Aceitar a multiplicidade e a diversidade de vozes e presenças no Brasil nunca foi
fácil para a elite local. Os sentimentos ambivalentes de fascínio e repulsa, preconceito e
aceitação, envolvimento e distanciamento e a dificuldade de reconhecimento do outro
em si mesmo compõem a história da construção da identidade nacional.
Um exemplo claro da construção da imagem do nordestino pode-se encontrar na
obra clássica de Euclides da Cunha Os Sertões, em que o autor logo de início apresenta
dois grandes capítulos sobre a Terra e sobre o Homem para, a partir da descrição
detalhada das suas características, narrar e contextualizar a guerra de Canudos ocorrida
no sertão da Bahia.
A partir do paradigma naturalista, a importância do meio combinado às
características da raça justificava, categoricamente, os porquês do comportamento do
brasileiro.
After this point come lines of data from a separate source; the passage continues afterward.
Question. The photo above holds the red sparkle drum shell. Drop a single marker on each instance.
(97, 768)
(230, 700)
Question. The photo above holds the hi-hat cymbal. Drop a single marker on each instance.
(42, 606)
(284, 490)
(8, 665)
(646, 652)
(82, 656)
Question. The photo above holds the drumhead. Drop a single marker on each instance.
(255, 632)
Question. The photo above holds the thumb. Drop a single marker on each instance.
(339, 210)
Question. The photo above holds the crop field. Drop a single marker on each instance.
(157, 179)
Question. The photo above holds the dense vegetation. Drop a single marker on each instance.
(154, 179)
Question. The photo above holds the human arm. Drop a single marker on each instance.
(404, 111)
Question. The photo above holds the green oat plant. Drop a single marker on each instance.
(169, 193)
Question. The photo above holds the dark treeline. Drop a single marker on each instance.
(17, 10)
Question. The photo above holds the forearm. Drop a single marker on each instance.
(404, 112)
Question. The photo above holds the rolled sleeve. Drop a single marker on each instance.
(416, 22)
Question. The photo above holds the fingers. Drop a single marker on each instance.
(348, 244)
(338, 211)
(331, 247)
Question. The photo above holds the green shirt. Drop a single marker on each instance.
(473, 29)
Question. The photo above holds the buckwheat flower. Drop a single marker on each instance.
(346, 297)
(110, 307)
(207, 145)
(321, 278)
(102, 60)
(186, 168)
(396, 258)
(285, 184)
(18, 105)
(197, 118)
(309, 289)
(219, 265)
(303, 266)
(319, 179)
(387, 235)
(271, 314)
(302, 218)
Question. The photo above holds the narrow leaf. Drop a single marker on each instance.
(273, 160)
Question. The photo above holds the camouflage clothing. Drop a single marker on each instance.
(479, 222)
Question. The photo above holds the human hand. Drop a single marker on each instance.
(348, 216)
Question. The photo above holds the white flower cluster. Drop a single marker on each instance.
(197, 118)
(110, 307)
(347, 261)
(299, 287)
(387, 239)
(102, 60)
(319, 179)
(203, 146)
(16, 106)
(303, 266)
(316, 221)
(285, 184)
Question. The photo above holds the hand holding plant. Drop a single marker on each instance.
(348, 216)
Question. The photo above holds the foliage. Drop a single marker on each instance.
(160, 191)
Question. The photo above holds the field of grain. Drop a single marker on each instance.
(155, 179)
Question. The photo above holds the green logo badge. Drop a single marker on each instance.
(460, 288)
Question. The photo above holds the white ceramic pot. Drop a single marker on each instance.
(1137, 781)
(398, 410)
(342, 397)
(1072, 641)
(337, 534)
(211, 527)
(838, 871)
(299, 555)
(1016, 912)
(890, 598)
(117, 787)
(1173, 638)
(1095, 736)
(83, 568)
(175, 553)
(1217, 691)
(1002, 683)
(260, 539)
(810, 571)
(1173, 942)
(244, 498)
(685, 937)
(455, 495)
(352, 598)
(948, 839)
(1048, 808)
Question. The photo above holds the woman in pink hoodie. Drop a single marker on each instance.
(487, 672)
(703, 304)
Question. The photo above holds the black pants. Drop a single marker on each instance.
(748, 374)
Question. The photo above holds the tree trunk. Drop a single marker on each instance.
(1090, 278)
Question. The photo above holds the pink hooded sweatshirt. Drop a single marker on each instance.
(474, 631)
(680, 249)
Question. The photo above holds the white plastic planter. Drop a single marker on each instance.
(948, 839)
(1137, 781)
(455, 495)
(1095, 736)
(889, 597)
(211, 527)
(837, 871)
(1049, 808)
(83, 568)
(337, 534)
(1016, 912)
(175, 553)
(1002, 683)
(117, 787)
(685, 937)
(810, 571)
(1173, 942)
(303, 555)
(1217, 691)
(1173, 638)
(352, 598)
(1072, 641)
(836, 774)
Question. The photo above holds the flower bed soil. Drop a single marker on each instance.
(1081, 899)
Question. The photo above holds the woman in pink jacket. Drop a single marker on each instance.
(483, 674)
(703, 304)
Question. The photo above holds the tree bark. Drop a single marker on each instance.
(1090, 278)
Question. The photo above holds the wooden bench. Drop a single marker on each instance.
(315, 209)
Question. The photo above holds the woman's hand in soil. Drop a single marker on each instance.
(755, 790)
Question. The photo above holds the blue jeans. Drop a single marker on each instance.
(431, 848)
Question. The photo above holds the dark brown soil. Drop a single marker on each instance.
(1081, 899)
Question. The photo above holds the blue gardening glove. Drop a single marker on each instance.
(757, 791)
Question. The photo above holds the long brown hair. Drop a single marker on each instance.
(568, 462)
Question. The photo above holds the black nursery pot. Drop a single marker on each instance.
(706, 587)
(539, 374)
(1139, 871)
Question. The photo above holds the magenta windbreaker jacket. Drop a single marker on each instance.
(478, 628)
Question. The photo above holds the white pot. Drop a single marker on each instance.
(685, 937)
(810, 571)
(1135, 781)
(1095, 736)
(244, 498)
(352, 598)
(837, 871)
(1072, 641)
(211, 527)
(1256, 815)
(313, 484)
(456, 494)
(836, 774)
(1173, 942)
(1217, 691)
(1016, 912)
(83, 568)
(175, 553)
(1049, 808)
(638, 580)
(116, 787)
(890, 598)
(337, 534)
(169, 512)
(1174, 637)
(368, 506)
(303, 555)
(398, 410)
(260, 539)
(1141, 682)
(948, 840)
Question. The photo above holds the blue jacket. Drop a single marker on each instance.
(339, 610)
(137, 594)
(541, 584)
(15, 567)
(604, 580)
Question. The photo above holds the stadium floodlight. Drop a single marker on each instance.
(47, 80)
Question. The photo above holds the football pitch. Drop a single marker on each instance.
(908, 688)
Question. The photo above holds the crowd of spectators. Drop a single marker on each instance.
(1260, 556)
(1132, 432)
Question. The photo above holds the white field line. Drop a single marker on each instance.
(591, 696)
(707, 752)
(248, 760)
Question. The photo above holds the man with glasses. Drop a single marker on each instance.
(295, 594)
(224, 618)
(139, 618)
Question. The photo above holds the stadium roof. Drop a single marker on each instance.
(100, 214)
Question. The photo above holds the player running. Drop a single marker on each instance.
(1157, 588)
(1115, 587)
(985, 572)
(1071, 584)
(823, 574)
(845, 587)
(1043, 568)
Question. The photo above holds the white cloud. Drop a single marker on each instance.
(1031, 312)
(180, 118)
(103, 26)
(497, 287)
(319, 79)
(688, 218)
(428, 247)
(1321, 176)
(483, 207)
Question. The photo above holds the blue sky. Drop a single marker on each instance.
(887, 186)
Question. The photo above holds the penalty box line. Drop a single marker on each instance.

A exemplo disso via-se o negro do litoral sendo mais malevolente, o homem
do sertão mais sisudo e ríspido, a mulata sensual... E, assim foi-se criando um Brasil de
tipos (degenerados) e construindo no discurso sobre a identidade nacional o contorno de
alguns estereótipos.
Se o mestiço (indolente) é um dado concreto, o que é apontado como ideal para
o progresso do país é a possibilidade de um branqueamento da sociedade brasileira,
numa tentativa de processualmente ir minando as características negativas do nosso
povo, para finalmente construir um Estado Nacional. Neste sentido, a idéia de Nação
aparece muito mais como uma meta a ser alcançada do que como uma realidade.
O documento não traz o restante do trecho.